Baby back fans, also known as baby back straps, are straps that minority women used to carry their babies on the back when going to the market or working in the fields. Baby back fan is not only an article of utility, a shield to protect a young baby, but also a close ink between mothers and their children.
Poured in thick motherly love, Baby back fans are delicately and beautifully ornamented. From the color matching to the plastic arts, these fans are made with the skills of weaving, embroidery, dyeing, insertion and taping, they become beautiful pictures, which do not only demonstrate the glory of maternal love and women’s superb skills, but also the most collective display of the culture and art of the Southwest Minority. On the morning of August 19, 2016, “Attachment to the Hometown–Exhibition of Selected Baby Back Fans from Ethnic Groups in Southwest China Donated by Li Huizhen”, hosted by the National Art Museum of China, opened in the square hall on the ground floor. The donation program is a part of the “National Arts Collection and Donation Reward Program” jointly established by the Ministry of Culture and Ministry of Finance, which is the country’s recognition and praise of the selfless dedication of Li Huizhen.
Baby Back Fans: Blended in the Maternal Love and Virtuosity
“Baby back fan”, namely the tapes to bear infants, is the cradle and swaddling clothes on the back of the mother. With the wisdom and skills, women blend the care of life, the memories of ancestors and the love to the natural world in a smallbaby back fan. Understanding them, we can understand the spirit, history, culture and emotional content of an ethnic group.
The majority of Southwest Minorities generally do not have their own writing, and they generally dictate stories, legends, and poetry to remember the historical memories of the ethnic groups, as well as pictographic patterns represented by clothing patterns, which is called the “History Books Dressed by People”. In the baby back straps, the abstract ornamentations which are called “Mi Mai (namely a horse)” and “Lang Wu (river waves)” depict the history of the Miao people who stepped over the mountains and rivers, to migrate southwards. The abstractions of these heavy memories were fixed in the baby back fans, through which they could edify the younger generation, to inherit the culture and history of the ethnic group.

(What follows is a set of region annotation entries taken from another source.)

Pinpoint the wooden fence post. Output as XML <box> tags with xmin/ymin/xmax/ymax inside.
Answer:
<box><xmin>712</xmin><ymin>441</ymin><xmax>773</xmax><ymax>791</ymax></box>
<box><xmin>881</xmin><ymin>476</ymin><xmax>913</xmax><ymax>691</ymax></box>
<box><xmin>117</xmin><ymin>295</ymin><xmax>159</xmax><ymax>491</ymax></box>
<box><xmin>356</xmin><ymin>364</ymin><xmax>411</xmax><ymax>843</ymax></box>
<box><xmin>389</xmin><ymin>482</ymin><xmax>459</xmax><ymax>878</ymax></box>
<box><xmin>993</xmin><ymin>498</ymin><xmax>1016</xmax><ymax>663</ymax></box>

At the central hall on the 5th floor, the elegant indigo background, the huge pictures of a Miao village in Guizhou, the display area built by wooden structures to mimic Dong people’s houses, as well as the beautiful baby back fans hung on bamboo sticks, give the audience a sense of being in the Southwest Minority houses, once they entered the exhibition hall. The ancient Miao people’s sewing machine, taping machine, various vegetable dyes, and embroidery tools are on display in the room, so that the viewer can have an intuitive and comprehensive understanding of the fans that fused the great maternal love and virtuosity. In addition, the exhibition also sets a model for baby back fans, so that the viewer can personally operate and tie it.
The Ethnic Embroidery Art Returned to the Motherland from Abroad
Contacted by Prof. Li Meixian from The University of Hong Kong, Li Huizhen, Vice Chairperson of Hong Kong Fuhui Education Foundation collected a number of Southwest Minorities’ baby back fans from an American collector. This includes about 1770 pieces which is the biggest batch and is donated tothe National Art Museum of China for their permanent collection. The exhibition features the selected 150 pieces to satisfy the audience.
At the opening ceremony, Li Huizhen said that, on the one hand, she hoped through this exhibition and related public education activities such as seminars,to help the public have a more profound understanding of the culture of Southwest Minorities, on the other hand she also hoped that the donated baby back fans can be handed down for posterity. These works come from 8 minorities of Guizhou, Hunan, Guangxi and Yunnan, and Miao people’s fans from Zhijin, Nayong in Guizhou, and Western Guizhou, are the most abundant, the production time spanned the late Qing Dynasty to the 1980s, while a lot of valuable embroidery treasures are non-renewable.
The donation exhibition is entitled “Attachment to the Hometown”, on the one hand, it is intended to recognise the skill, exquisitely ornamented baby back fans to make people feel the colorful ethnic art which was woven and embroidered by the Southwest Minority Women. On the other hand, “Attachment to the Hometown” also shows the human feelings and sincere patriotism of Li Huizhen who generously collected the works and selflessly donates them to the country,“She is like a colorful ribbon, linking Southwest Minorities and China”.
The exhibition continues to September 18, 2016.